Услышав вопрос, Лиза тотчас перестала смеяться. Ее рот открывался и закрывался, открывался и закрывался, но с губ не слетало ни звука. Она попробовала снова — рот открылся, губы зашевелились, будто слово застряло в горле и Лиза старалась его вытолкнуть.
— Трава! — наконец выговорила она. По крайней мере, я так разобрала. Мы удивленно уставились друг на друга. Лиза замотала головой: нет, не то, а потом выдавила: — Утром трава.
Совсем не эти слова ей хотелось сказать. В испуганных карих глазах я прочла, что Лиза себя слышала и что она собой недовольна: получается совсем не то. Лизины плечи напряглись, она замотала головой: моя дочь впадала в панику.

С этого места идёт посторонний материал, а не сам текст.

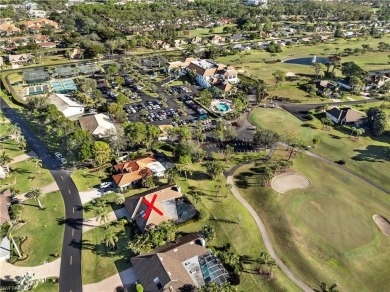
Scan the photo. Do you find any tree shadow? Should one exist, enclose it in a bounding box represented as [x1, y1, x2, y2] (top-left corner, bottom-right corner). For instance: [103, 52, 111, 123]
[57, 218, 85, 230]
[301, 123, 318, 130]
[352, 145, 390, 162]
[329, 134, 342, 140]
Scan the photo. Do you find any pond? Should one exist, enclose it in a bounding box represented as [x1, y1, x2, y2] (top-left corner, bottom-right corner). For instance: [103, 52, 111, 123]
[284, 56, 330, 66]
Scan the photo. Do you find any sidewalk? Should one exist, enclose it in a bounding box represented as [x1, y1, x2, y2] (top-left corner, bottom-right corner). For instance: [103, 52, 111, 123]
[0, 259, 61, 279]
[10, 151, 37, 164]
[83, 268, 137, 292]
[83, 207, 128, 233]
[16, 182, 59, 202]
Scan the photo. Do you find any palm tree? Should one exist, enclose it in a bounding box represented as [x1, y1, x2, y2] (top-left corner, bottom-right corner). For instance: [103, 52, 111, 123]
[19, 136, 27, 151]
[33, 158, 42, 174]
[9, 124, 22, 142]
[104, 233, 119, 250]
[313, 282, 339, 292]
[96, 207, 108, 229]
[114, 194, 125, 206]
[0, 221, 22, 258]
[0, 151, 12, 168]
[28, 188, 43, 209]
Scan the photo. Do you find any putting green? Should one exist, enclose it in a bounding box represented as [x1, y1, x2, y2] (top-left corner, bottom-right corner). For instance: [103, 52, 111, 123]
[298, 195, 373, 249]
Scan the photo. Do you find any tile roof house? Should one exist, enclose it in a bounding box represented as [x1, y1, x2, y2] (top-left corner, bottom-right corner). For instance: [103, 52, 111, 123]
[125, 185, 197, 231]
[112, 155, 166, 190]
[20, 18, 58, 30]
[79, 113, 116, 138]
[326, 106, 364, 125]
[0, 23, 20, 36]
[131, 233, 228, 292]
[8, 54, 34, 64]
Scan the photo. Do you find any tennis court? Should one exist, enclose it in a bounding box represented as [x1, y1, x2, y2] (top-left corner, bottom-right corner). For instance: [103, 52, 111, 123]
[50, 79, 77, 94]
[28, 85, 48, 95]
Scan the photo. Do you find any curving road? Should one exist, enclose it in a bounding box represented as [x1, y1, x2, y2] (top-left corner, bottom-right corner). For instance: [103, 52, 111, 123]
[225, 162, 313, 292]
[0, 97, 83, 292]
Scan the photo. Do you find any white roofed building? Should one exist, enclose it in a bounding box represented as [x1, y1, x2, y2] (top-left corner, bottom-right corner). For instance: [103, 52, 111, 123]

— Спокойно! — велела я. — Ничего страшного! Ты разговариваешь, и это главное. Ты слова произносишь, пусть даже не те, что хочешь. — Лиза все качала головой, нет, мол, нет, нет. Я решительно хлопнула по воде и сказала: — Со временем все получится, а водная гимнастика нам поможет. Пошли!
Я легонько ткнула дочь надувной лапшой и, крепко держа за ремень, повела на глубину. Я приказала себе забыть Сэнди и сосредоточиться на упражнениях, которые Лиза делала с физиотерапевтом. Сперва мы размялись, прогуливаясь туда-сюда поперек бассейна. Немного челночной ходьбы, и мы зашли чуть глубже. Лиза поставила ноги пошире, чтобы плечи оказались под водой, и резко подняла руки, будто делала разножку без самого прыжка. Я держала ее за ремень, и Лиза еще раз подняла руки. Мы уже начали приседания, когда открылась дверь черного хода и к бассейну вышла Сэнди.
Она тоже надела купальник, слитный, от «Лэндс Энд», с тонкими бретелями. Купальник сидел так плотно, что казалось, на Сэнди корсет. Я прищурилась. Если Мози все-таки начнет звать меня бабулей, придется тоже такой купить. Впрочем, у Сэнди фигура что надо. Почти уверена, купальник она выбрала так, чтобы не оставалось сомнений, кто из нас жена, а кто любовница.
Сэнди села на бортик бассейна и опустила ноги в воду. Лиза тотчас выпрямилась в полный рост, здоровый уголок ее рта пополз вверх. Что же, почему бы и нет? Сэнди здесь, у бассейна, значит, Лиза снова в центре прерванной драки за отсутствующего мужчину. Для Лизы это практически родная стихия, вотчина. Не знаю, в курсе моя дочь или нет, только в драке за Лоренса она уже участвовала.
Мы с Лоренсом встречались почти шесть месяцев, когда на пороге моего дома появилась измученная наркотиками Лиза с Мози на руках. Я позвонила Лоренсу и попросила небольшой тайм-аут. Дел, конечно, прибавилось, но проблема заключалась не только в этом. Лоренс — коп, а Лиза твердила, что с метом покончено, но микстуру от кашля хлебала, как лимонад, — запивала ею разноцветные таблетки, которых у нее был полный карман. Не хотелось ставить Лоренса перед выбором — либо арестовать мою дочь, либо закрыть глаза на употребление запрещенных лекарств. Я подыскивала реабилитационный центр, но, прежде чем отправить Лизу на лечение, ждала, когда мне передадут опекунские права на Мози. Те несколько недель съели мой отпуск и больничный — я должна была наладить отношения с внучкой, чтобы она легче перенесла разлуку с матерью.
В разгар этих событий домой вернулась Сэнди с Гарри и Максом на буксире. Думаю, едва умопомрачительный секс приелся, она поняла, что продавец из обувного куда старее и толще, чем казался в Сети.
— Сэнди хочет все исправить, — сказал по телефону Лоренс.
— А что хочешь ты?
— Тебя, — ответил Лоренс, но таким тихим, извиняющимся голосом, что я невольно затаила дыхание. — Мальчики… липнут ко мне, как перепуганные мартышки. Потом отлипают и корчат из себя полных говнюков, чтобы увидеть, как я отреагирую. Они страшно рады, что их привезли домой, но нам с Сэнди больше не верят. По крайней мере, не так, как раньше. Я хочу, чтобы у меня с ними все наладилось. Хочу, чтобы им было хорошо.